A public inquiry is needed into investigators' findings that allege gross workplace misconduct by City of Winnipeg inspectors in the planning, property and development department, says the citizens group that funded the report.
In a letter to the city Tuesday, the group said it will release the full, unedited report compiled by private investigators to Winnipeg administration — if it agrees to an independent inquiry. (It includes video, photos and notes that were shared with the Free Press for review.)
The financial backers behind the surveillance operation which tracked 17 city inspectors over the course of 28 days also listed conditions for the inquiry, including members of the public with knowledge of alleged abuses be allowed to bring forward their stories.
"We want to make sure this ship gets righted. We want to make sure there’s something done over this," a group spokesman said.
Mayor Brian Bowman, interviewed prior to the release of the letter Tuesday, said he is waiting for a civic internal investigation to "get some facts on the table and then we'll go from there."

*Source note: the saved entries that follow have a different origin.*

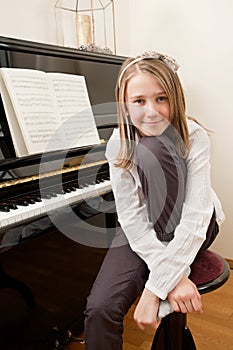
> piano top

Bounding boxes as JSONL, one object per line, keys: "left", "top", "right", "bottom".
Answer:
{"left": 0, "top": 36, "right": 125, "bottom": 65}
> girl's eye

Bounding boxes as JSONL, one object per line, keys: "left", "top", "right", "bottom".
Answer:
{"left": 134, "top": 99, "right": 144, "bottom": 105}
{"left": 157, "top": 96, "right": 168, "bottom": 102}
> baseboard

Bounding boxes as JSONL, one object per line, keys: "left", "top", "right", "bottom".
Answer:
{"left": 226, "top": 258, "right": 233, "bottom": 269}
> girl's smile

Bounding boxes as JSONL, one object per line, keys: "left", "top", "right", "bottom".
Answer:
{"left": 125, "top": 71, "right": 170, "bottom": 136}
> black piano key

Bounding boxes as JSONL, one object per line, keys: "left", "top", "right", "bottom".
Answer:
{"left": 24, "top": 195, "right": 42, "bottom": 202}
{"left": 77, "top": 184, "right": 85, "bottom": 189}
{"left": 82, "top": 183, "right": 89, "bottom": 188}
{"left": 40, "top": 193, "right": 52, "bottom": 199}
{"left": 0, "top": 202, "right": 18, "bottom": 210}
{"left": 57, "top": 190, "right": 66, "bottom": 195}
{"left": 46, "top": 192, "right": 57, "bottom": 198}
{"left": 32, "top": 197, "right": 41, "bottom": 202}
{"left": 63, "top": 186, "right": 76, "bottom": 193}
{"left": 69, "top": 183, "right": 79, "bottom": 189}
{"left": 24, "top": 198, "right": 36, "bottom": 204}
{"left": 0, "top": 205, "right": 10, "bottom": 212}
{"left": 40, "top": 190, "right": 58, "bottom": 197}
{"left": 68, "top": 186, "right": 77, "bottom": 191}
{"left": 50, "top": 188, "right": 65, "bottom": 195}
{"left": 63, "top": 188, "right": 72, "bottom": 193}
{"left": 7, "top": 199, "right": 29, "bottom": 206}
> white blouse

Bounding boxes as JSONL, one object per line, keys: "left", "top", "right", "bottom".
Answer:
{"left": 105, "top": 119, "right": 225, "bottom": 300}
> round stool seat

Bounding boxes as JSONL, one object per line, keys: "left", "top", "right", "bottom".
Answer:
{"left": 190, "top": 249, "right": 230, "bottom": 294}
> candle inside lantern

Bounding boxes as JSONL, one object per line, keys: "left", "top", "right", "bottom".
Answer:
{"left": 76, "top": 14, "right": 92, "bottom": 46}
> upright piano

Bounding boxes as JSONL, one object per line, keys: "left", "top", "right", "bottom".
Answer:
{"left": 0, "top": 37, "right": 124, "bottom": 350}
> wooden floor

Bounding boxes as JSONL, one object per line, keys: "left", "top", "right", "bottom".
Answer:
{"left": 68, "top": 270, "right": 233, "bottom": 350}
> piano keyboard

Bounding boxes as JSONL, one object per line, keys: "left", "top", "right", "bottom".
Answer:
{"left": 0, "top": 178, "right": 112, "bottom": 232}
{"left": 0, "top": 158, "right": 113, "bottom": 232}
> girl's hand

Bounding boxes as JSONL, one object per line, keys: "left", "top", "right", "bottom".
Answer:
{"left": 134, "top": 288, "right": 161, "bottom": 330}
{"left": 168, "top": 275, "right": 203, "bottom": 314}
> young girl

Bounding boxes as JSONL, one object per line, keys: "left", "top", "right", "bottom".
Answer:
{"left": 84, "top": 51, "right": 225, "bottom": 349}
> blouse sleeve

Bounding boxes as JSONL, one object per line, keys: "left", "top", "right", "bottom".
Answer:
{"left": 106, "top": 127, "right": 214, "bottom": 300}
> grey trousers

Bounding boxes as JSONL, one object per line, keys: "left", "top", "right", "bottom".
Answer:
{"left": 84, "top": 233, "right": 149, "bottom": 350}
{"left": 84, "top": 127, "right": 217, "bottom": 349}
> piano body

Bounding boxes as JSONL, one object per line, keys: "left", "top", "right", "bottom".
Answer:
{"left": 0, "top": 37, "right": 124, "bottom": 350}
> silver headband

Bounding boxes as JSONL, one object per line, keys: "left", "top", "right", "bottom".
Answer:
{"left": 118, "top": 51, "right": 179, "bottom": 87}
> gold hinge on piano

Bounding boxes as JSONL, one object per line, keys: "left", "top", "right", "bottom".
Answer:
{"left": 0, "top": 159, "right": 108, "bottom": 189}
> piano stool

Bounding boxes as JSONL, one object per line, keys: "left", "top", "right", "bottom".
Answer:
{"left": 150, "top": 250, "right": 230, "bottom": 350}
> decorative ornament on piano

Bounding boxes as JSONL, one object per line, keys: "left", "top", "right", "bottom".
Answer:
{"left": 55, "top": 0, "right": 116, "bottom": 54}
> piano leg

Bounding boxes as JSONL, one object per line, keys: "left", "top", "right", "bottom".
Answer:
{"left": 0, "top": 263, "right": 35, "bottom": 308}
{"left": 52, "top": 339, "right": 69, "bottom": 350}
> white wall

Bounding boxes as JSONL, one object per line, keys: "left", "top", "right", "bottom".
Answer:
{"left": 0, "top": 0, "right": 232, "bottom": 259}
{"left": 0, "top": 0, "right": 57, "bottom": 44}
{"left": 0, "top": 0, "right": 130, "bottom": 52}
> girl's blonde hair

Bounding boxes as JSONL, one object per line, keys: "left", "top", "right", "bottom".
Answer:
{"left": 115, "top": 56, "right": 189, "bottom": 168}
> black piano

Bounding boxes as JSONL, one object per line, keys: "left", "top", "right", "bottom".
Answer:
{"left": 0, "top": 37, "right": 124, "bottom": 350}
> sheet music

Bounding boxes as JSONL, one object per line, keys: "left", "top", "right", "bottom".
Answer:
{"left": 0, "top": 68, "right": 100, "bottom": 156}
{"left": 48, "top": 73, "right": 100, "bottom": 148}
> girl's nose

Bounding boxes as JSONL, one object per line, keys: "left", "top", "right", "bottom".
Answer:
{"left": 146, "top": 101, "right": 159, "bottom": 117}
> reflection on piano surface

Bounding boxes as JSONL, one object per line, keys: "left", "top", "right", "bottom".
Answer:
{"left": 0, "top": 37, "right": 124, "bottom": 349}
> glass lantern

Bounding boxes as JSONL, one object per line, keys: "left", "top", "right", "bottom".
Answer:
{"left": 55, "top": 0, "right": 116, "bottom": 54}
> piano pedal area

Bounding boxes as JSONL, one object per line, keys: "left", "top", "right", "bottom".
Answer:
{"left": 51, "top": 327, "right": 85, "bottom": 350}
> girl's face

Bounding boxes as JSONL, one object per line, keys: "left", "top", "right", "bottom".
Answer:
{"left": 125, "top": 71, "right": 170, "bottom": 136}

How the internal investigation proceeds is up to Winnipeg chief administration officer Doug McNeil and senior administration, he said.
"For me, the allegations in the report are serious and angered members of council, myself, taxpayers and other members of the public service who work hard and play by the rules," Bowman said.
"I want to see appropriate disciplinary measures taken including, if appropriate, termination of employment. I don’t think employees who are engaging in the kinds of activities that are alleged, if true, should be working for the City of Winnipeg."
The $18,000 report said the employees appeared to be putting in an average of just three hours of work per day. Investigators observed city inspectors take lengthy group coffee breaks at Tim Hortons, long lunches, shopping trips, and taking care of chores such as clearing their driveway of snow during work hours.
In its letter Tuesday, the group — comprised of more than a dozen homeowners, business owners and construction contractors — said the scope of the public inquiry should include "employee theft of time" and administrative abuses in hiring practices, both internal and external. This would include nepotism within the department "and nepotistic relationships between departments."
The inquiry should also include complete "whistleblower" protection for any employees that agree to come forward.
"To have at least 16 employees on a regular basis work only a few hours (allegedly) every day requires a full and concerted effort on many and/or willful blindness by the people in charge," the letter says.
The group also demands the scope of the inquiry include any possible coverup in the aftermath of the investigative report. It fears those employees alleged of workplace misconduct "may now be revising their time cards to appear to not be stealing city time."
It requests the power to appoint the chairperson and three people to the inquiry. Professional fees and associated costs with these individuals should be paid for by the City of Winnipeg and the final report should be released within 18 months, the group demands.
The group behind the private investigation, reportedly frustrated by the past performance of inspectors, have requested anonymity for fear of reprisals in future dealings with the city.
"For the last 10 to 15 years, (department inspectors) have been a hindrance to both the construction and development industry and to the ordinary citizen who wants to build or do some work on their property. We believe that we as taxpayers deserve better from our city."